Edition V06N01 | Year 2020 | Editorial Case Report | Pages 36 to 41
Introduction: Subcutaneous emphysema is a rare accident that occurs during dental treatments in which forced passage of air and/or other gases into the soft tissues occurs. It can have several causes, but the most common occur from the air released during the use of high-speed turbines or triple syringes. Usually treatment is symptomatic, presenting spontaneous remission over time. However, they may present complications that progress to severe conditions that put the patient’s life at risk, and a rigorous follow-up is necessary until its complete regression.
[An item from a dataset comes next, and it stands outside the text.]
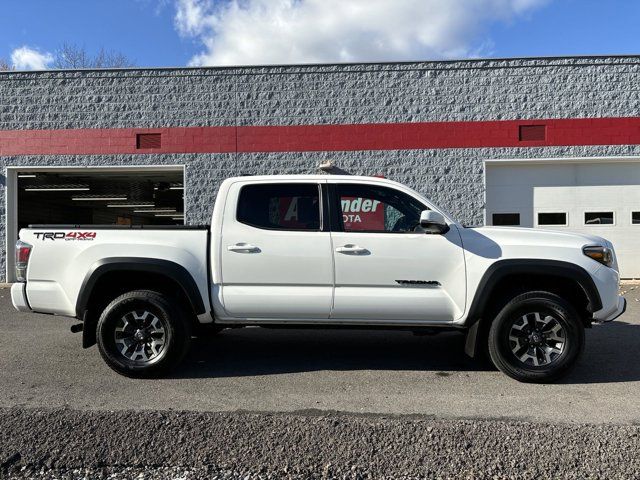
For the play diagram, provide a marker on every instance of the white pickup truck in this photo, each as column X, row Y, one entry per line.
column 320, row 250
Description: Three clinical cases of female patients, who developed subcutaneous emphy- sema during the use of high-speed turbine in third molar extraction procedures, are reported. All were diagnosed immediately during the surgeries, with symptoms of facial volume increase and crepitation on palpation. Results: The treatments performed were satisfactory, which included the use of associated anti-inflammatory and antibiotic medications. Conclusion: After a follow-up period, complete remission of the symptoms was observed without the appearance of complications. The correct surgical planning is fundamental to avoid this type of complication.
Torres RS, Ribeiro ACF, Carvalho HMP, Nascimento SLC, Albuquerque GC, Martins VB, Oliveira MV, Motta Junior J, Tavares PMH. Subcutaneous emphysema during surgical extraction of third molars: three case reports. J Braz Coll Oral Maxillofac Surg. 2020 Jan-Apr;6(1):36-41.